Furthermore, year-to-year prices are relatively more stable the further distant a region is from access to cheap transport route (less regionally integrated) while within-year prices are relatively more stable the more integrated a region is with a large trading network. Both of these findings are also consistent with the hypothesis that prefectures in the 18th century in China used primarily the method of consumption stabilization in which they have a comparative advantage: trade in river and coastal regions, and storage in inland regions.
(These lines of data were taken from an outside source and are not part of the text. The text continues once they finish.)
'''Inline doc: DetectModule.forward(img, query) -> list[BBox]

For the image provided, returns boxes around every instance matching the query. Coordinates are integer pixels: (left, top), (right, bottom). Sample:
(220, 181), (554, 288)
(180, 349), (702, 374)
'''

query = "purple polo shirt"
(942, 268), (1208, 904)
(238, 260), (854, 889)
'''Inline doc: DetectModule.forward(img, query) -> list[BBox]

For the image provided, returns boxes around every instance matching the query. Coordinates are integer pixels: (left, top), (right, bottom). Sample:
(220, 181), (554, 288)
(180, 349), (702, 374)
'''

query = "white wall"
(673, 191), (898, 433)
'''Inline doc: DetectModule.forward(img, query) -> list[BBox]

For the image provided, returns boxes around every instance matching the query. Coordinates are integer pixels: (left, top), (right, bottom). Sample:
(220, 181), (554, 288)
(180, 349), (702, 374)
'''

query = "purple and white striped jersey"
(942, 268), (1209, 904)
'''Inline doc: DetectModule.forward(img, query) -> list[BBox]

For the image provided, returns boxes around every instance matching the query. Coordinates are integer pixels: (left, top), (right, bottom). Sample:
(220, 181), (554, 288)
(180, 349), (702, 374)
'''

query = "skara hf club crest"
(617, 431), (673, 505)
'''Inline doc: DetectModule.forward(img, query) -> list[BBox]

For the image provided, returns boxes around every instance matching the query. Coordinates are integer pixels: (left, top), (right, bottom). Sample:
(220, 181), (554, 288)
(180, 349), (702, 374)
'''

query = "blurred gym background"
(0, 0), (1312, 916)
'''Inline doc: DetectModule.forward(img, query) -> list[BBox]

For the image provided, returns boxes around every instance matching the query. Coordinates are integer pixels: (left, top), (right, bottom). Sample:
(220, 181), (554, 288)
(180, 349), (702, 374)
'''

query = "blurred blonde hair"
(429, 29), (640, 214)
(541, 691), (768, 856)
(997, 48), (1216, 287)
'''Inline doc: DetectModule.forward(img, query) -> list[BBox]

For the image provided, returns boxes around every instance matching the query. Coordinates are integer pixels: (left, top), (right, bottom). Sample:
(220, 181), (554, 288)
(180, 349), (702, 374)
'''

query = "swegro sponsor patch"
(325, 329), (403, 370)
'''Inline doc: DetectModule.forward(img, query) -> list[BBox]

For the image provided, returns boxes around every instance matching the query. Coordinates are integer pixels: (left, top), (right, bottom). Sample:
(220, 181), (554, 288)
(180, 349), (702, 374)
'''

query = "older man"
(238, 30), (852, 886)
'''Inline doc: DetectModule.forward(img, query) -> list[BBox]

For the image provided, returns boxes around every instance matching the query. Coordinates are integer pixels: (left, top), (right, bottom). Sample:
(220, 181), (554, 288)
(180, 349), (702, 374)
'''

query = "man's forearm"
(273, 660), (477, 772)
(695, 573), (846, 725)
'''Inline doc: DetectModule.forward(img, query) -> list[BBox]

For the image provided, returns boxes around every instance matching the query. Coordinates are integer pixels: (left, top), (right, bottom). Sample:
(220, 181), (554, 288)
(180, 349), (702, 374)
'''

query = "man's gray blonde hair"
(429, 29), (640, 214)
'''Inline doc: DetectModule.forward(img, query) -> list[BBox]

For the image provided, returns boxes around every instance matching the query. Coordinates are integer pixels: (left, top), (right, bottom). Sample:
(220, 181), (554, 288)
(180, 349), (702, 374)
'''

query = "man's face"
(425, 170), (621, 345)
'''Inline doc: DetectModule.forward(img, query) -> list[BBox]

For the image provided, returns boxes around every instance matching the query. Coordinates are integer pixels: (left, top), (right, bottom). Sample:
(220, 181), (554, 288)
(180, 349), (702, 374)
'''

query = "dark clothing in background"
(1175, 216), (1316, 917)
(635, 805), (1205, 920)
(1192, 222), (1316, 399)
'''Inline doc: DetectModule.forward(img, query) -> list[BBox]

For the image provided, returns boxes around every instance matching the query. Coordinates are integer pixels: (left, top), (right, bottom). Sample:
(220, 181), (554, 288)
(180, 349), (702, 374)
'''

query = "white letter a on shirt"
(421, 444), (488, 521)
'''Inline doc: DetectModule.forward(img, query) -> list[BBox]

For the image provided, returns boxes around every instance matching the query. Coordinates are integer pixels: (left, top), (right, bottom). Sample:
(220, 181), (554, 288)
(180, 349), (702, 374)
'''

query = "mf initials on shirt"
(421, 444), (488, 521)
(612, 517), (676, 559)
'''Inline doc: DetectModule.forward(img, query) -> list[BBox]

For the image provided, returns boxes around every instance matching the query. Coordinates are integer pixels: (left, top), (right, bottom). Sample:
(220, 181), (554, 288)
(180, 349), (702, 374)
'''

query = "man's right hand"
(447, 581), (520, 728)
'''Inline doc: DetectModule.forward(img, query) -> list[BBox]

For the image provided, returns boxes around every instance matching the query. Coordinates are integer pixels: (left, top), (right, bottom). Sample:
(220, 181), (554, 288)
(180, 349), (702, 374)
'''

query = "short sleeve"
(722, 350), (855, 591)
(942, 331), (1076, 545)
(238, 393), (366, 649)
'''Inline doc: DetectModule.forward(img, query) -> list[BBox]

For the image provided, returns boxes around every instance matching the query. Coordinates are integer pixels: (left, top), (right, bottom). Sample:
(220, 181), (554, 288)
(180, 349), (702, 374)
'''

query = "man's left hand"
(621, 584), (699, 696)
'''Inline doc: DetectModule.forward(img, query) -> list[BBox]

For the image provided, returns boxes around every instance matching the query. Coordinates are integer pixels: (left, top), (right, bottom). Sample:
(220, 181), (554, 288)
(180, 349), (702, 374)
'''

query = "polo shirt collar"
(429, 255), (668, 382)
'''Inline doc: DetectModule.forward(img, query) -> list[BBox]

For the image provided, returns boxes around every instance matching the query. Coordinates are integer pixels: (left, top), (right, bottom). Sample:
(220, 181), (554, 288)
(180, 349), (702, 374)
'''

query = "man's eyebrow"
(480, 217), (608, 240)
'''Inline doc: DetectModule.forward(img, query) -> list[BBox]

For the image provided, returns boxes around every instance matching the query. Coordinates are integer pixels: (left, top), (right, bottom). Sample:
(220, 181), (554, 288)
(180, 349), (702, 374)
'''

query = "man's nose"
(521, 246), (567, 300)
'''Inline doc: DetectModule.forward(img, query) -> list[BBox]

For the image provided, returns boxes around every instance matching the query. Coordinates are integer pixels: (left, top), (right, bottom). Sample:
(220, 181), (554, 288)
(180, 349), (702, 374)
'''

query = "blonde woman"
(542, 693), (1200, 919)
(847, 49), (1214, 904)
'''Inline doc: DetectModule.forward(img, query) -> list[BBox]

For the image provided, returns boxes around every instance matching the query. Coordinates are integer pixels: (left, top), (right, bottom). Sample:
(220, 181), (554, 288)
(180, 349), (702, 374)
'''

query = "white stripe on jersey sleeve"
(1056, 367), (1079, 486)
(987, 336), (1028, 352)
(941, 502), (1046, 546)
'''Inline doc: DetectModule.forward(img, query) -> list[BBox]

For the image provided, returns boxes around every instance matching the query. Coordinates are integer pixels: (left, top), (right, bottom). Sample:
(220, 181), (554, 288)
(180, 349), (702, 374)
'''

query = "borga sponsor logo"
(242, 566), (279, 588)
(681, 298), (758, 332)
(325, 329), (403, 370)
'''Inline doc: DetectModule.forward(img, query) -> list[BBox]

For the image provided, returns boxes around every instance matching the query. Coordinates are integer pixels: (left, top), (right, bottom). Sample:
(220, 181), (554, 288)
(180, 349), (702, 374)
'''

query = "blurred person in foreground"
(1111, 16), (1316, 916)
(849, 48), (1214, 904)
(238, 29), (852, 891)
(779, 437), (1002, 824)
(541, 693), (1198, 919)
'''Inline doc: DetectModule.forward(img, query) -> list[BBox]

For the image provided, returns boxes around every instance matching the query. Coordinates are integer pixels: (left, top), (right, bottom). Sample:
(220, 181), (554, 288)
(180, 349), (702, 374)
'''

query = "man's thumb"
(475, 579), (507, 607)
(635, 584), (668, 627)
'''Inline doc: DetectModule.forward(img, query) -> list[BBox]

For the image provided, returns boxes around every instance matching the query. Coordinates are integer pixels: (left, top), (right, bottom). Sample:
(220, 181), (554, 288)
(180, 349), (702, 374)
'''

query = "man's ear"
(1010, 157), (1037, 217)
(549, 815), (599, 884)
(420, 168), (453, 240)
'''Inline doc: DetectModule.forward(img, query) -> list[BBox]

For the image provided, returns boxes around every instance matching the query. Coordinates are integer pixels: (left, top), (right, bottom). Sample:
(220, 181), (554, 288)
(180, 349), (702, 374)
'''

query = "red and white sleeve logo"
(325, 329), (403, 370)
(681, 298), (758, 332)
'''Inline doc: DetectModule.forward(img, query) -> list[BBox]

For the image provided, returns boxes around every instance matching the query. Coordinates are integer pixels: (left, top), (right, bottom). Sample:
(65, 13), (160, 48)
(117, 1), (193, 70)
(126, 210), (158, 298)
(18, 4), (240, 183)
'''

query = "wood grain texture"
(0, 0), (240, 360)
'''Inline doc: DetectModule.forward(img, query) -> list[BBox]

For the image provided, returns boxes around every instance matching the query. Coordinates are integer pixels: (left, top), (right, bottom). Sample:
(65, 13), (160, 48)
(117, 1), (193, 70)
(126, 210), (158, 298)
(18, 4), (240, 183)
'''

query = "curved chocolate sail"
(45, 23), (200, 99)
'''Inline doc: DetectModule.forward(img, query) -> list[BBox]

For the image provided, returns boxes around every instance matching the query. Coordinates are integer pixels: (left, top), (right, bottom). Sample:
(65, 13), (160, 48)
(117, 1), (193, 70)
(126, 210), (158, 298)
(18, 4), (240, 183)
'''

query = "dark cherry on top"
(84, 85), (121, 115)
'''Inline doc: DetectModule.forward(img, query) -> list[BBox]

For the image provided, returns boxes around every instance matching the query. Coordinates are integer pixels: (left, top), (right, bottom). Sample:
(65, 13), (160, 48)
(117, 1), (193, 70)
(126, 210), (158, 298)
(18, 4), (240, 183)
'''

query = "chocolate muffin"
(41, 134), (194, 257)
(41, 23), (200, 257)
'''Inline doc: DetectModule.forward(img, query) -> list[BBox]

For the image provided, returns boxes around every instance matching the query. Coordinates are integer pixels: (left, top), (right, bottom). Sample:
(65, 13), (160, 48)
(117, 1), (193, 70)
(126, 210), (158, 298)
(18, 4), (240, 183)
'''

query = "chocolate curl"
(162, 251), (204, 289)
5. Direct Evidence: Share of Private and Public Grain Storage

In the third part of the paper I derive an estimate of the share of private and government grain storage. The role of the state in stabilizing prices and helping regions overcome local disasters is potentially very important because the Qing government stored grain for the purpose of civilian famine relief. A priori it is possible that government response in the form of disaster relief, not market activities in arbitrage, was the primary mechanism responsible for the delinking of local prices from local supply shocks. The fact that the available evidence on storage levels in government civilian granaries does not correspond as strongly across regions and over time to variations in the degree of market integration as does the levels of storage implied by the indirect evidence from market prices suggests that significant private storage may have existed in addition to government storage.

The differential regional impact of government disaster relief is the subject in a separate paper (Shiue, 1998). While there are no direct records of private storage available, my estimates using historical accounts of famine relief policy indicates that the share of private grain storage in total storage was overwhelmingly greater than the government's share (see paper for derivation of estimate).

6. Conclusion

The paper assesses the degree to which markets for rice were inter-regionally and inter-temporally integrated in 121 prefectures of 10 provinces of southeast and central China in the 18th century. By doing so it focuses on the degree of market integration in China--and the functioning of markets in regions which were trading least with other regions during this period. Within the framework of a competitive equilibrium model for trade and storage, I demonstrate that there was a significant inter-regionally integrated market for rice already in the late 18th century. Furthermore, I show that regions which were not spatially trading with each other instead relied on inter-temporal forms of arbitrage and were therefore inter-temporally integrated. The differences across prefectures in these patterns of trade and storage are consistent with the predictions of a model based on competitive market incentives in the presence of transport and storage costs.

These results support the hypothesis that existing market failures were not sufficient to prevent arbitrage opportunities from being realized even in the relatively uncommercialized areas. Moreover, while it is generally agreed that the private actors predominated in the markets for inter-regional trade, preliminary estimates on actual storage suggests that the overwhelming share of stored grain was held in the hands of private agents, and not the government. The evidence points to the need to re-evaluate the source of modern economic growth in China in the 19th century and the functioning of private markets and institutions in the 18th century.